Parler d’écologie en famille
Dans le contexte du dérèglement climatique actuel, le phénomène de « l’éco-anxiété » est devenu prégnant parmi les jeunes, au point que certains en tirent un rejet radical du style de vie de leurs parents. Dans certaines familles, le basculement des nouvelles générations vers l’écologie s’inscrit en rupture avec un héritage spirituel, notamment dans le milieu agricole où la domination de la nature était autrefois une notion positive, souvent vécue dans une perspective de foi.

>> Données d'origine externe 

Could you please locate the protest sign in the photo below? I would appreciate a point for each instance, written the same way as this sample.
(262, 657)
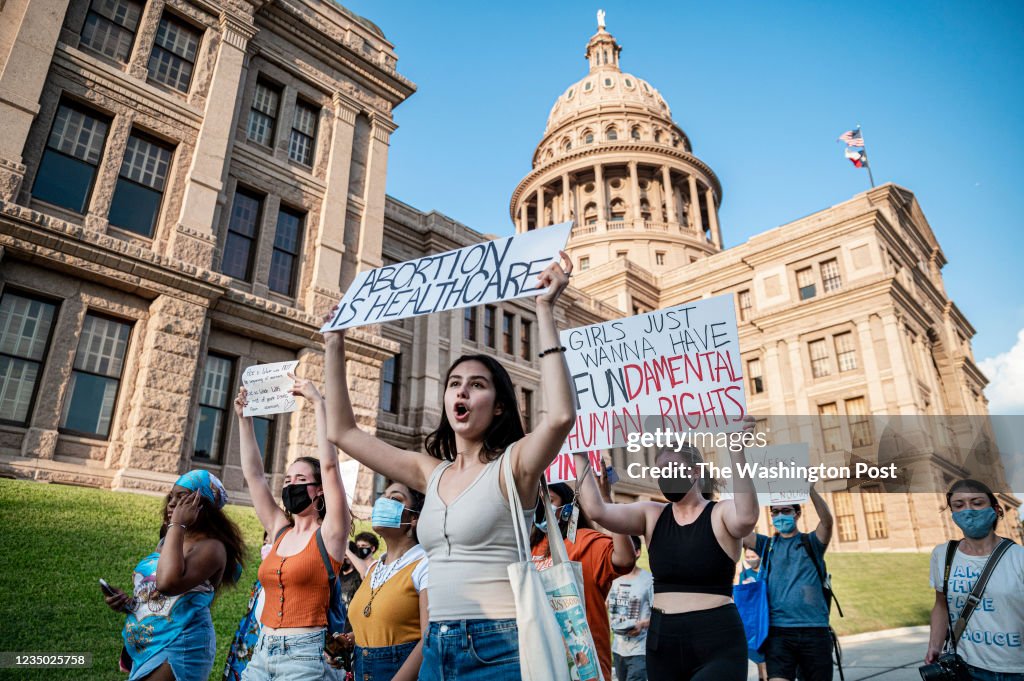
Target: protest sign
(677, 369)
(269, 389)
(563, 467)
(780, 473)
(486, 272)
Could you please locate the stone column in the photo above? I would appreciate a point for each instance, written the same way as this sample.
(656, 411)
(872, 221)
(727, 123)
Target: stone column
(29, 32)
(330, 235)
(541, 222)
(195, 238)
(672, 214)
(567, 203)
(695, 206)
(602, 215)
(905, 402)
(157, 437)
(635, 190)
(372, 224)
(716, 235)
(875, 393)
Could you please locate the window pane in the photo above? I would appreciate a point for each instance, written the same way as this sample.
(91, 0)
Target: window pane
(145, 163)
(101, 347)
(78, 134)
(264, 438)
(216, 382)
(134, 208)
(17, 383)
(64, 181)
(208, 429)
(89, 405)
(282, 268)
(237, 256)
(25, 326)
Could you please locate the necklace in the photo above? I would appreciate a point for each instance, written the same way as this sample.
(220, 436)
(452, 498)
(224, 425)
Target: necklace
(378, 579)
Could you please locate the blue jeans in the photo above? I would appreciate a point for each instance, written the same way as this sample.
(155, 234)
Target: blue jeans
(380, 664)
(978, 674)
(471, 650)
(288, 658)
(630, 668)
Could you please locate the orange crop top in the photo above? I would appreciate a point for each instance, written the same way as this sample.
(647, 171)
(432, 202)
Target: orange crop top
(296, 587)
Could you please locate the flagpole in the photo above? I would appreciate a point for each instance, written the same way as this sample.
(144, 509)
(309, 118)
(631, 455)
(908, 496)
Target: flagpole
(868, 164)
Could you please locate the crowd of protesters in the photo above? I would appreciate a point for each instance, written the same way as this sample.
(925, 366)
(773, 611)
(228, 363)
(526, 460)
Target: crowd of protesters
(437, 603)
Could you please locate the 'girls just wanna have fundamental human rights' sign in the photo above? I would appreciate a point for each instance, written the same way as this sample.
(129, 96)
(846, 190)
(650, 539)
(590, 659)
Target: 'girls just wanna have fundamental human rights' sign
(485, 272)
(676, 369)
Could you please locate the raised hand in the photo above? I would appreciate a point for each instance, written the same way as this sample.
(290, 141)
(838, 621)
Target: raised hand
(555, 278)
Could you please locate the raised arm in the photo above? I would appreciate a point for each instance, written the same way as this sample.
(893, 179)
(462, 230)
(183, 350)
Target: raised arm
(739, 515)
(338, 518)
(620, 518)
(823, 530)
(411, 468)
(270, 515)
(536, 452)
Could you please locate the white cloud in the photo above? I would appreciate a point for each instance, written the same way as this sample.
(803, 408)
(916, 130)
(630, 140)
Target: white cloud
(1006, 371)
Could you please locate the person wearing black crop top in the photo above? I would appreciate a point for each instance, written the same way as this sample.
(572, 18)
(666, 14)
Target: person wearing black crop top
(694, 543)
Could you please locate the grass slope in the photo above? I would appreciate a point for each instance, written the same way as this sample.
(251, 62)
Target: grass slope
(55, 541)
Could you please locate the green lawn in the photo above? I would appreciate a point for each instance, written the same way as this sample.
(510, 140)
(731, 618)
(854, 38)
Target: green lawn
(55, 542)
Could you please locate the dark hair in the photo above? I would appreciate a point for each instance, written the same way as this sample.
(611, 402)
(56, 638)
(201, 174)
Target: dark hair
(369, 538)
(213, 523)
(977, 487)
(692, 457)
(504, 429)
(317, 479)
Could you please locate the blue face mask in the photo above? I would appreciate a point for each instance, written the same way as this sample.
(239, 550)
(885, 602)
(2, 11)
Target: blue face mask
(387, 513)
(784, 523)
(976, 522)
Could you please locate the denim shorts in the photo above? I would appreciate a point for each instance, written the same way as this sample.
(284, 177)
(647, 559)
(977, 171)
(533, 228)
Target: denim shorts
(380, 664)
(471, 650)
(288, 657)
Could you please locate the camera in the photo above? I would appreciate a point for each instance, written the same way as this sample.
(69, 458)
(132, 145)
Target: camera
(949, 667)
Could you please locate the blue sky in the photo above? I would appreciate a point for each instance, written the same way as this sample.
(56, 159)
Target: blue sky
(763, 90)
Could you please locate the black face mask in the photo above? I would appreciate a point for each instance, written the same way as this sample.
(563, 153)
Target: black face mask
(296, 498)
(675, 488)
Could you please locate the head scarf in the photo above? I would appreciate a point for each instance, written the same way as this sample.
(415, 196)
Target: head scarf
(207, 484)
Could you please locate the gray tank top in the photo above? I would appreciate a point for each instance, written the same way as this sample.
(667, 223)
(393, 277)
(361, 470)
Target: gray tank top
(470, 544)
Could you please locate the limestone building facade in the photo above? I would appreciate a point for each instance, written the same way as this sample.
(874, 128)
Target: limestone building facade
(186, 186)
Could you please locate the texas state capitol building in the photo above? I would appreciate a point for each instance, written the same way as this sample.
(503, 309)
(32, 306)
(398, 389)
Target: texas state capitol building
(187, 186)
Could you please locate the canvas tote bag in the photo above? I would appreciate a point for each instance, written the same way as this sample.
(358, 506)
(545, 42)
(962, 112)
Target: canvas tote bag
(552, 647)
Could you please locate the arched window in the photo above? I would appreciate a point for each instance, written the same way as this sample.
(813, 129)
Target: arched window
(617, 210)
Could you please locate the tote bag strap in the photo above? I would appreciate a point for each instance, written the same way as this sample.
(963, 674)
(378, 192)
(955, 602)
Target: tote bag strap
(518, 525)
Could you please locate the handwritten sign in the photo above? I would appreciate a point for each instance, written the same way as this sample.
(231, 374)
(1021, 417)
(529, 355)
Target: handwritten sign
(269, 388)
(501, 269)
(676, 369)
(780, 473)
(563, 468)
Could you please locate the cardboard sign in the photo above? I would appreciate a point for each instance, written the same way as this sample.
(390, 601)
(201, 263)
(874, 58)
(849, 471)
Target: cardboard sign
(676, 369)
(268, 388)
(779, 473)
(486, 272)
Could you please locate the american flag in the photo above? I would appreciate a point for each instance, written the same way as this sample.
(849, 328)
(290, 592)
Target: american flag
(852, 138)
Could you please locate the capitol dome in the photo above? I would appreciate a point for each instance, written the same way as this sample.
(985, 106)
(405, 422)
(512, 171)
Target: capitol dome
(613, 162)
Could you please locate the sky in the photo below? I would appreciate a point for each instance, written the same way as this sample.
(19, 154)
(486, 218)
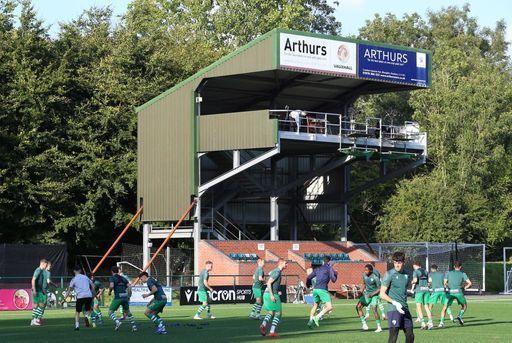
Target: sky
(351, 13)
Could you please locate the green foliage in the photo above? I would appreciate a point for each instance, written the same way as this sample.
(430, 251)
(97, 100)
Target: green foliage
(466, 194)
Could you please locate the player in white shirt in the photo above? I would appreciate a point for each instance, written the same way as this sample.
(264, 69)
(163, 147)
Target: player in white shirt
(83, 287)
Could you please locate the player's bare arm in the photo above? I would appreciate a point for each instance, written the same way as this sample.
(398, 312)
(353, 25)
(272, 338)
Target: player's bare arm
(151, 292)
(269, 286)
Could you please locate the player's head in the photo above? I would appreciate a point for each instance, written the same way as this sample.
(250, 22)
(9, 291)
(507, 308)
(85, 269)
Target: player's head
(416, 264)
(208, 265)
(281, 264)
(43, 263)
(368, 269)
(327, 259)
(398, 261)
(144, 277)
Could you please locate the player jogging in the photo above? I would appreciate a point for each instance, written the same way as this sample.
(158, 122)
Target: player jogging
(83, 287)
(456, 281)
(97, 294)
(380, 305)
(202, 286)
(259, 278)
(122, 290)
(394, 291)
(421, 294)
(323, 275)
(272, 301)
(370, 297)
(436, 283)
(157, 304)
(38, 293)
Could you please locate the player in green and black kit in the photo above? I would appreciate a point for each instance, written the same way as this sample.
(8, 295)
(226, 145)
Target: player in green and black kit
(421, 294)
(39, 285)
(157, 304)
(394, 291)
(272, 301)
(370, 297)
(202, 286)
(97, 294)
(122, 290)
(436, 283)
(259, 278)
(456, 281)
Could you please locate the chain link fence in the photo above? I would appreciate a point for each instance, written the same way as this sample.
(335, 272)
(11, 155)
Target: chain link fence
(472, 257)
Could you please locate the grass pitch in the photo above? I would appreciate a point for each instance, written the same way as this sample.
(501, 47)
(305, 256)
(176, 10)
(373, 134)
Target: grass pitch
(488, 319)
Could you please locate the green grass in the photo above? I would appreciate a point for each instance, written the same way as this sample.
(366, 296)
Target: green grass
(488, 319)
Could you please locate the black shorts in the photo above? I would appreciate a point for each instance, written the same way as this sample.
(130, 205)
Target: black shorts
(398, 320)
(83, 303)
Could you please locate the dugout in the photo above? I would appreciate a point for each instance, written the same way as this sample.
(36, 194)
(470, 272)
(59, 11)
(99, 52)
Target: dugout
(264, 137)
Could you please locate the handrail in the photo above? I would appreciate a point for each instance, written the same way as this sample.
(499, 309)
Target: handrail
(164, 243)
(139, 211)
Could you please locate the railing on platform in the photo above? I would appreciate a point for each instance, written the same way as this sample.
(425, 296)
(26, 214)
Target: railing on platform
(333, 124)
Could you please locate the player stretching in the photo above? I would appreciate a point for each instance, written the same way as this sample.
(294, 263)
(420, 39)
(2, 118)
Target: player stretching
(259, 278)
(436, 282)
(380, 305)
(457, 282)
(420, 289)
(202, 293)
(97, 294)
(322, 275)
(157, 304)
(272, 301)
(122, 290)
(38, 293)
(394, 291)
(370, 297)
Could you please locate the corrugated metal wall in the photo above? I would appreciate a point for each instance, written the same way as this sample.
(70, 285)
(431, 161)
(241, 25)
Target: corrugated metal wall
(165, 164)
(242, 130)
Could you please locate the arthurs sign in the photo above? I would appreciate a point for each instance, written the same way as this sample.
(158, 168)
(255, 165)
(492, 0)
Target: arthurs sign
(317, 54)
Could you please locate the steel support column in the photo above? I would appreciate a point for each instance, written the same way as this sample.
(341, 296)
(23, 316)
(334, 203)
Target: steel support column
(345, 172)
(146, 229)
(274, 219)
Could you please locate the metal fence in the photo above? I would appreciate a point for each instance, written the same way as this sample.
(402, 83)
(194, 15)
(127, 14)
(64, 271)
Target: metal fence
(472, 257)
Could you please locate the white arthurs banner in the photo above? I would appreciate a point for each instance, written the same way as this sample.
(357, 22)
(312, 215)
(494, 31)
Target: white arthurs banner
(317, 54)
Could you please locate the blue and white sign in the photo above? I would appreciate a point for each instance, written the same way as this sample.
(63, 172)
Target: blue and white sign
(392, 65)
(136, 298)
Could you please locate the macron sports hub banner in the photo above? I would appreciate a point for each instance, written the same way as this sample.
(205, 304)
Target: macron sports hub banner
(15, 299)
(351, 59)
(224, 295)
(136, 298)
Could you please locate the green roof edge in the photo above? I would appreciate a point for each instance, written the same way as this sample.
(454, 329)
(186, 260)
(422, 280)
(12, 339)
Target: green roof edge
(275, 56)
(207, 69)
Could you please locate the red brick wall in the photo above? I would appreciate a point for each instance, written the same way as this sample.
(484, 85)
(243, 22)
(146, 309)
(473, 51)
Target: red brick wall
(218, 253)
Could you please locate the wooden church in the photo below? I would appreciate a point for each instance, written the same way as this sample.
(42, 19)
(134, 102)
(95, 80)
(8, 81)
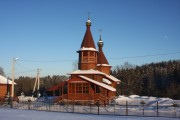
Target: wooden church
(92, 81)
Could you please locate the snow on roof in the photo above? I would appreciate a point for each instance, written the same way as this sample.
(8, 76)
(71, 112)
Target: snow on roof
(84, 49)
(110, 77)
(106, 81)
(103, 65)
(113, 78)
(91, 71)
(98, 83)
(4, 80)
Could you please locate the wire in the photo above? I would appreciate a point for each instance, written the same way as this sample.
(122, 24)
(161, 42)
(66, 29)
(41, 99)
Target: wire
(128, 57)
(151, 55)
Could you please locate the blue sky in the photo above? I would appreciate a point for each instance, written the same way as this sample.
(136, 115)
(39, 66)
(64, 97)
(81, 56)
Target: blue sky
(46, 34)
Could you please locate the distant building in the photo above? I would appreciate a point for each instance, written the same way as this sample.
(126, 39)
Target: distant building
(92, 81)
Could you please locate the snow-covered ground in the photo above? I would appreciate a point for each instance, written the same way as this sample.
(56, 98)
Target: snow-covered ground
(16, 114)
(121, 106)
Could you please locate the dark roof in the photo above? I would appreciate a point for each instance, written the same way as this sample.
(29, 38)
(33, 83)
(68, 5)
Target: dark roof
(88, 41)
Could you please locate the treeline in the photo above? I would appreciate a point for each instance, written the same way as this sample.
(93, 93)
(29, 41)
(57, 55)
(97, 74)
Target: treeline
(26, 84)
(155, 79)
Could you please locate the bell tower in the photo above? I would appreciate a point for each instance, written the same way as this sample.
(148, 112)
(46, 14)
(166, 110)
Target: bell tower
(87, 52)
(102, 63)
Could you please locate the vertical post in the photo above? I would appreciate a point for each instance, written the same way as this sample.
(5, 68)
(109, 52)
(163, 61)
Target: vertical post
(38, 70)
(157, 109)
(12, 91)
(126, 108)
(114, 107)
(73, 105)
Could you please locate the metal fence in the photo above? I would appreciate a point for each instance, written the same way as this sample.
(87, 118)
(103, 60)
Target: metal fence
(46, 104)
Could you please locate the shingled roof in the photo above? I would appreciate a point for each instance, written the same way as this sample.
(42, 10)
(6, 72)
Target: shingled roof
(88, 41)
(101, 59)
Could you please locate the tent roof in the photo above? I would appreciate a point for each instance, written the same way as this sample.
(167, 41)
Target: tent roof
(4, 80)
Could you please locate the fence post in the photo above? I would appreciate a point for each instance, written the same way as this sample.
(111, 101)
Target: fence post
(157, 109)
(126, 108)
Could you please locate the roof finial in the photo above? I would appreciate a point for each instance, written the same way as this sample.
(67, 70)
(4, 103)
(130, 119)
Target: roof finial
(100, 31)
(100, 43)
(88, 23)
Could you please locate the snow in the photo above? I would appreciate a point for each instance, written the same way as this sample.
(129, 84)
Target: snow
(4, 80)
(98, 83)
(103, 65)
(39, 109)
(85, 49)
(15, 114)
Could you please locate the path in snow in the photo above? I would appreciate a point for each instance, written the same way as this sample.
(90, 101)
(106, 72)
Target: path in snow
(15, 114)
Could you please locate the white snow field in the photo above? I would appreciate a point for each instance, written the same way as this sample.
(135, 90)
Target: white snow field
(16, 114)
(122, 107)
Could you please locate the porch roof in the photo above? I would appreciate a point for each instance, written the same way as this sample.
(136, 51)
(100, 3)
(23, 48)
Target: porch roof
(98, 83)
(85, 72)
(55, 87)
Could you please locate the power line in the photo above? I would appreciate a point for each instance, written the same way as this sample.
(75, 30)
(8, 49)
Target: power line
(128, 57)
(151, 55)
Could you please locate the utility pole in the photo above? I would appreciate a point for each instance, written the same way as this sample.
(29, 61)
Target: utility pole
(38, 72)
(37, 83)
(13, 66)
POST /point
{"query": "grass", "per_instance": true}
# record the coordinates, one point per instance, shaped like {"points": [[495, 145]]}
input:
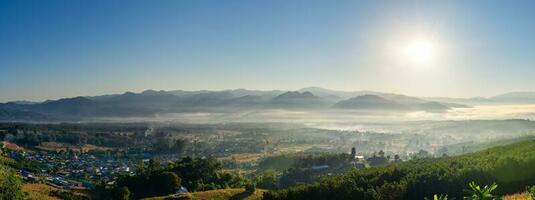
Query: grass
{"points": [[222, 194], [519, 196], [39, 191]]}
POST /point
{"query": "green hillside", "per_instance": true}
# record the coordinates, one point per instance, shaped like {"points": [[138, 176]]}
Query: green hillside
{"points": [[512, 167], [221, 194]]}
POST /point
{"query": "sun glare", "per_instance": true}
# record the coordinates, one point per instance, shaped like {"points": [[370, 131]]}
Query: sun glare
{"points": [[419, 51]]}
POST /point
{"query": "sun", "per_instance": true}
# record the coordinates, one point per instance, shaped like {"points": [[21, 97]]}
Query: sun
{"points": [[419, 51]]}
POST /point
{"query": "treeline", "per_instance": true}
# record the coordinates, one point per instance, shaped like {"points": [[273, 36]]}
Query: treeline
{"points": [[512, 167], [156, 179]]}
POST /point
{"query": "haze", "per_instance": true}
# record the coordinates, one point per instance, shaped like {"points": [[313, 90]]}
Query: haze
{"points": [[52, 50]]}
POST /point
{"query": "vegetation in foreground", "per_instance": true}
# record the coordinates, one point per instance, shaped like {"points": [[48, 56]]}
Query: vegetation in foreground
{"points": [[511, 167]]}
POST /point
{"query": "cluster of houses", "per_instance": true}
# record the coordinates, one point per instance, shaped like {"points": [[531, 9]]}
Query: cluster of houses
{"points": [[71, 170]]}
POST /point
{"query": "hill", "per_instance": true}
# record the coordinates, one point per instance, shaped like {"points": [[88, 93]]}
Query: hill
{"points": [[510, 166], [389, 102], [222, 194], [151, 103]]}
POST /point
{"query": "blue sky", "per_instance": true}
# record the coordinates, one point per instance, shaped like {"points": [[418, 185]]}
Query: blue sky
{"points": [[54, 49]]}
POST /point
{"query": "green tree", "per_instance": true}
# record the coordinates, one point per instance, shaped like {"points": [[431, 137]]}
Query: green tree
{"points": [[166, 183], [10, 185], [478, 193], [122, 193]]}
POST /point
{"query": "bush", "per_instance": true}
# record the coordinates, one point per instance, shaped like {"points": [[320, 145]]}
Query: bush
{"points": [[10, 185], [250, 188], [531, 191]]}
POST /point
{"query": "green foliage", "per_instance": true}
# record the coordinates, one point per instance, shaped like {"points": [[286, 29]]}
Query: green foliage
{"points": [[478, 193], [250, 188], [10, 185], [150, 183], [66, 195], [438, 197], [196, 174], [122, 193], [267, 179], [531, 191], [422, 178]]}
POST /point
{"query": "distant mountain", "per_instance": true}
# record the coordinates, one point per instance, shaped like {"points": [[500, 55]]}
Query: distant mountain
{"points": [[152, 102], [395, 103], [298, 100], [369, 102], [515, 97]]}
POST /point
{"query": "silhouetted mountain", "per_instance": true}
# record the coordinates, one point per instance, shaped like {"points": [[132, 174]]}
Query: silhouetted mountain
{"points": [[151, 102], [371, 102], [297, 100]]}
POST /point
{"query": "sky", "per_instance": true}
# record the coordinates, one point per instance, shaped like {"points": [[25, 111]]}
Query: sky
{"points": [[51, 49]]}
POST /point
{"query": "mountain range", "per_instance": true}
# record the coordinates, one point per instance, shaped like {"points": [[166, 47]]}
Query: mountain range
{"points": [[150, 103]]}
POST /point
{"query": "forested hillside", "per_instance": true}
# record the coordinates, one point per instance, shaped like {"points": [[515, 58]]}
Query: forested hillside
{"points": [[512, 167]]}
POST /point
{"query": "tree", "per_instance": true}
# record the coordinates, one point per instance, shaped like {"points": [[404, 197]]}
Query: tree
{"points": [[478, 193], [166, 183], [250, 188], [122, 193], [267, 180], [10, 185]]}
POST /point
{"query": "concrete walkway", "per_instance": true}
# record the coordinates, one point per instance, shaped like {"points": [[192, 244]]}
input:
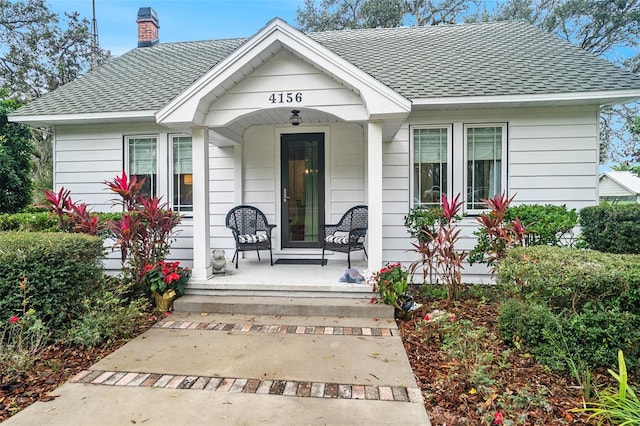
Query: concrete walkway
{"points": [[224, 369]]}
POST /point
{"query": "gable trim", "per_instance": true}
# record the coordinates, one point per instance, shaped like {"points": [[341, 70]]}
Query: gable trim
{"points": [[278, 35]]}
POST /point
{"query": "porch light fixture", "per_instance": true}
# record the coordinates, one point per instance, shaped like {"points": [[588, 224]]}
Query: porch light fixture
{"points": [[295, 118]]}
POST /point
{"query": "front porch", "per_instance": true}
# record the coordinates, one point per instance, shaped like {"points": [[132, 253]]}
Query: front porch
{"points": [[258, 278]]}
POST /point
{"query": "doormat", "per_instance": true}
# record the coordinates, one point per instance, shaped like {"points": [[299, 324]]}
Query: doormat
{"points": [[301, 262]]}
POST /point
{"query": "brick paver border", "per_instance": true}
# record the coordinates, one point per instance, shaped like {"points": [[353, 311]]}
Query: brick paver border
{"points": [[248, 385], [286, 329]]}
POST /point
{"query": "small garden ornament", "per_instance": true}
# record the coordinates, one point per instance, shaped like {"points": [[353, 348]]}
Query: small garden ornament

Dans l’après-guerre, les agriculteurs formés par la JAC, la Jeunesse Agricole Catholique, ont activement remodelé le paysage des campagnes françaises, défrichant et fertilisant de vastes parcelles. Cette période de développement extensif a conduit à l’autosuffisance alimentaire, et certains agriculteurs ayant connu des situations de misère dans leur enfance ont pu progressivement rencontrer un niveau de vie plus confortable. Mais les générations suivantes se sont éloignées de cette conception d’un effort de développement lié au catholicisme. « Mes petits-enfants ont tous été baptisés, mais aucun n’a fait sa confirmation... », regrette Marie-Thérèse, 86 ans, catholique fervente dont la foi a été forgée par la JAC. Elle constate que « le monde a changé » et que la dimension « communautaire » de la vie à la campagne s’est perdue au fil de l’évolution des techniques agricoles.
Se détacher des écrans
Venu lui aussi du monde agricole mais désormais cadre dans l’industrie, Samuel, 50 ans, a beaucoup évolué dans sa réflexion sur l’écologie. Les difficultés d’approvisionnement des usines de son groupe lui ont fait prendre conscience de la limitation des ressources dans son secteur – l’aluminium – et du fait que toute l’économie doit se réorienter sur un principe de sobriété et de rareté. Amené à se déplacer régulièrement, il continue à prendre l’avion mais essaie de réduire son empreinte carbone. « Avant la pandémie, il m’arrivait souvent de faire un aller-retour dans la journée entre Toulouse et Francfort pour une simple réunion. C’était une dépense totalement hors-sol et inutile. Maintenant, nous privilégions les réunions en visio », explique-t-il.
Attaché au principe d’une vraie « déconnexion » le week-end et passionné de permaculture, Samuel consacre son week-end au jardinage et aux randonnées en famille. Ses enfants sont donc sensibilisés au respect de la nature. Dans cette famille attachée aux livres et à la vie au grand air, pas question de garder les yeux vissés sur son téléphone toute la journée. Dans cette perspective, l’éducation à l’écologie est d’abord une éducation à une vie saine et détachée des écrans.
Responsabilité et résilience
Dans d’autres sphères culturelles, l’éducation à l’écologie est aussi une éducation à la paix. Alessandra, Paraguayenne, se souvient des séances de ramassage de déchets avec des groupes de jeunes fédérés autour de Pa’i Oliva, un jésuite « de gauche » qui incarnait la résistance au parti conservateur au pouvoir, dans la capitale, Asuncion, une ville saturée par les déchets. « Nous avons été éduqués dans la haine des Argentins qui ont massacré notre peuple au XIXe siècle, et jeter nos déchets dans le Rio de la Plata, qui débouche vers l’Argentine, était une façon de les “punir”, avec nos petits moyens à disposition. Il est donc très difficile de changer de mentalité, de former les nouvelles générations à une prise de conscience de la responsabilité collective sur la gestion de ces déchets qui finiront dans la mer, au détriment de tous », s’attriste-t-elle.
Mais ce pays sait aussi faire preuve de résilience. Dans le bidonville de Cateura, un orchestre de jeunes s’est constitué à partir d’instruments fabriqués avec des objets recyclés, et il est devenu une fierté nationale du Paraguay, au point de recevoir des invitations à se produire dans le monde entier. Peut-être est-ce cela, la véritable écologie : faire jaillir la vie là où on ne l’attend pas, en recyclant les ressources à disposition avec le plus de créativité possible. Loin des polémiques, cet orchestre paraguayen trace la voie d’une sobriété heureuse qui recrée du lien social et ouvre de nouvelles perspectives pour ces familles jusqu’alors assignées à l’humiliation sociale et à la pauvreté.